High Dimensional Phenomena
Published:
This post is largely based on Richard Hamming’s The Art of Science and Engineering. The book has a large technical focus on error correcting codes, including Hamming codes but this part is just about high dimensional phenomena that may break our intuition.
Stirling’s Approximation
We’ll begin with Stirling’s Approximation as a warmup. We want to approximate $n!$ which grows quickly. If we take the natural log, we have: $\ln n! = \sum^n_{k=1}\ln k$. The sum reminds us of the integral $\int^n_1 \ln x \, dx$ and if we use integration by parts, we get $\int^n_1 \ln x \, dx = (x \ln -x)|^n_1 = n \ln n -n + 1$.

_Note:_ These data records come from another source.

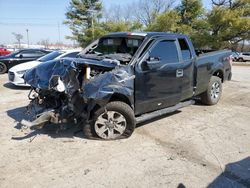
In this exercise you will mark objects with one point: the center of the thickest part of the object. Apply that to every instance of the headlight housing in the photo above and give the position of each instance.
(21, 72)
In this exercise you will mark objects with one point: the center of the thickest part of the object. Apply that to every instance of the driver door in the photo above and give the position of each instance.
(158, 81)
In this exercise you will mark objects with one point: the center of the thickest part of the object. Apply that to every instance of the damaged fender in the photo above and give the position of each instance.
(82, 95)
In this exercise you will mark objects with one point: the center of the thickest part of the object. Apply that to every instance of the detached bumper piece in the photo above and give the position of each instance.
(46, 117)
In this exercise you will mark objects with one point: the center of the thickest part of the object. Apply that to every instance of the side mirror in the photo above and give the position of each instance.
(153, 60)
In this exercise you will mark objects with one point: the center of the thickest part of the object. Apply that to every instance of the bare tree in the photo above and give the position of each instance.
(18, 37)
(44, 42)
(144, 11)
(147, 10)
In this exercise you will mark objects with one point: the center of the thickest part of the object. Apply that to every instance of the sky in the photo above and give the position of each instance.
(42, 18)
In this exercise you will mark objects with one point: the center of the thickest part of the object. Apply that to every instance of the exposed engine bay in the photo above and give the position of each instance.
(74, 89)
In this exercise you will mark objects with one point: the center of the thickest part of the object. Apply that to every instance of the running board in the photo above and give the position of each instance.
(164, 111)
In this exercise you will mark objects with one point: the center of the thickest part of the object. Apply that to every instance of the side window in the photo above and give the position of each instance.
(73, 54)
(166, 51)
(185, 51)
(32, 54)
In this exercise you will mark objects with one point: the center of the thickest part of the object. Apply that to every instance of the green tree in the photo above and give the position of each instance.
(82, 15)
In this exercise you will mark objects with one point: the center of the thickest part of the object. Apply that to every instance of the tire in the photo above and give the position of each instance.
(213, 93)
(106, 122)
(241, 60)
(3, 68)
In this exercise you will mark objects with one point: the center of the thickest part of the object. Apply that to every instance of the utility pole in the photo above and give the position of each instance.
(92, 11)
(28, 42)
(59, 33)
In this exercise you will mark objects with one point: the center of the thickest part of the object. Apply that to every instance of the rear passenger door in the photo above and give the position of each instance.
(158, 81)
(187, 66)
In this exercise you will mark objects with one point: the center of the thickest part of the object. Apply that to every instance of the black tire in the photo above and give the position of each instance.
(210, 96)
(3, 68)
(117, 106)
(241, 60)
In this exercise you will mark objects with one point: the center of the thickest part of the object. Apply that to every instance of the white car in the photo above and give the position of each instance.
(16, 73)
(244, 56)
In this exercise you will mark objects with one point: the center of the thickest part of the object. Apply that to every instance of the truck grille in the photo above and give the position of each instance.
(11, 76)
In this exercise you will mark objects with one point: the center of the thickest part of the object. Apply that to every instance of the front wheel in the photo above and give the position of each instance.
(241, 60)
(114, 121)
(3, 68)
(213, 93)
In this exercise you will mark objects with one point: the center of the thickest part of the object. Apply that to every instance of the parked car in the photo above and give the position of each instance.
(4, 52)
(16, 73)
(244, 56)
(123, 79)
(235, 56)
(20, 56)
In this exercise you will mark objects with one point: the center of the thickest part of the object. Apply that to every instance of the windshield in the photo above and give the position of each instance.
(50, 56)
(13, 53)
(117, 45)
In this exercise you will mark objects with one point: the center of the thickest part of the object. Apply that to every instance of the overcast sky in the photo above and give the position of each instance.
(43, 19)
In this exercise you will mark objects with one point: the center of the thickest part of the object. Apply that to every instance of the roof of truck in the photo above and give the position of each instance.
(145, 34)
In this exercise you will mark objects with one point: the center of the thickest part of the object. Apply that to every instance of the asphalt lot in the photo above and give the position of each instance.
(198, 146)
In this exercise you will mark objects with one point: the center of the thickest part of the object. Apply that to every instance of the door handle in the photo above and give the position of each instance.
(179, 73)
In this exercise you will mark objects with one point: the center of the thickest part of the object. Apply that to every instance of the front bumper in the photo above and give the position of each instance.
(17, 79)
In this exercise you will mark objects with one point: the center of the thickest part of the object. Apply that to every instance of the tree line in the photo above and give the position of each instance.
(226, 25)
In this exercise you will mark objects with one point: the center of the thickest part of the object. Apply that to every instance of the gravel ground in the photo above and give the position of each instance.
(197, 146)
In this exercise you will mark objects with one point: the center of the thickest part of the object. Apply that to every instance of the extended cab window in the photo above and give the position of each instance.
(185, 51)
(166, 51)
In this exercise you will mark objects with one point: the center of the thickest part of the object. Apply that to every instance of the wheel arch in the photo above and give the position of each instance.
(219, 73)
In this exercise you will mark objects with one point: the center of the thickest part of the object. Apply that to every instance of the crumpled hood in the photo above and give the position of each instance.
(25, 66)
(40, 76)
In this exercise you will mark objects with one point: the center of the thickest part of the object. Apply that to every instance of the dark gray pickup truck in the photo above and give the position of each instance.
(125, 78)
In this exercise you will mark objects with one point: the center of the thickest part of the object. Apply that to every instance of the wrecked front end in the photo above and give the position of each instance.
(68, 90)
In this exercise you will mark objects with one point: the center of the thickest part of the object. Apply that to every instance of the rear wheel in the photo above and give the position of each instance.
(213, 93)
(114, 121)
(3, 68)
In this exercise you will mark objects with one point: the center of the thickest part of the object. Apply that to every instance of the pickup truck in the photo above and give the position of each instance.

On the other hand, we can use the trapezoid rule to approximate this integral. Recall that the area of a trapezoid is the height times the average of the two base lengths. Or in our case, the trapezoids will have baselength 1 and the two sides will have different heights of the form $\ln k$. So the first trapezoid degenerates to a triangle as it has area $\frac{1}{2}(\ln 1 + \ln 2) = \frac{1}{2} \ln 2$. The next one has area $\frac{1}{2}(\ln 2 + \ln 3)$ and so on until $\frac{1}{2}(\ln(n-1) + \ln n)$. So in total after combining like terms, we have the integral is approximately $\ln 2 + \ln 3 +.. + \ln(n-1) + \frac{1}{2}\ln n$. So we now have:
$n \ln n -n + 1 = \int^n_1 \ln x \, dx \approx (\sum^n_{k=1}\ln k) - \frac{1}{2}\ln n$. Adding $\frac{1}{2}\ln n$ to both sides and then exponentiating, we have $n! \approx C n^n e^{-n}\sqrt{n}$. One can prove that $C =\sqrt{2\pi}$ and the ratio between the $n$th Stirling number, call it $S_n$, and $n!$ satisfies $\lim_{n \to \infty}S_n/n! =1$. On the other hand, the difference diverges: $\lim_{n \to \infty}(S_n -n!) =\infty$ similar to how $f_n = n$ and $g_n = n -\sqrt{n}$ satisfy $\lim_{n \to \infty}f_n/g_n = 1$ but $\lim_{n\to \infty}(f_n-g_n) = \infty$.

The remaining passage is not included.